Who winked at her during the Liturgy

On the holiest midnight of the year.

O pray that watchful Father did not see!

Breakfast will be merry, an echo-feast

Of last night’s eggs, pysanky, sausage, kulich.

And Mother will pack Babushka’s basket,

Because only a mother can do that right

When Father Vasily arrived last night

In a limping Lada haloed in smoke,

The men put out their cigarettes and helped

With every precious vestment, cope, and chain,

For old Saint Basil’s has not its own priest,

Not since the Czar, and Seraphim-Diveyevo

From time to time, for weddings, holy days,

Funerals, supplies the needs of the parish,

Often with Father Vasily (whose mother

Begins most conversations with “My son,

The priest.…”), much to the amusement of all.

Voices fell, temperatures fell, darkness fell

And stars hovered low over the silent fields,

Dark larches, parking lots, and tractor sheds.

Inside the lightless church the priest began

The ancient prayers of desolate emptiness

To which the faithful whispered in reply,

Unworthy mourners at the Garden tomb,

Spiraling deeper and deeper in grief

Until that Word, by Saint Mary Magdalene

Revealed, with candles, hymns, and midnight bells

Spoke light and life to poor but hopeful souls.

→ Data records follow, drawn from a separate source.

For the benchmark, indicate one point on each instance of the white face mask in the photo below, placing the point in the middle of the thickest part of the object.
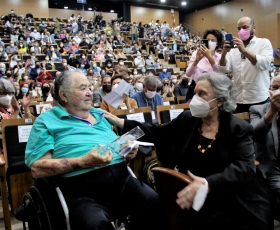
(200, 107)
(115, 86)
(212, 45)
(150, 94)
(139, 86)
(6, 100)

The world is unusually quiet this dawn;

The sun is new-lamb warm upon creation,      

For Pascha gently rests upon the earth,

This holy Russia, whose martyrs and saints

Enlighten the nations through their witness of faith,

Mercy, blessings, penance, and prayer eternal

Now rising with a resurrection hymn,

And even needful chores are liturgies:

“Christos Voskrese  – Christ is risen indeed!”

And Old Kashtanka limps around the yard

Snuffling the boundaries on her morning patrol.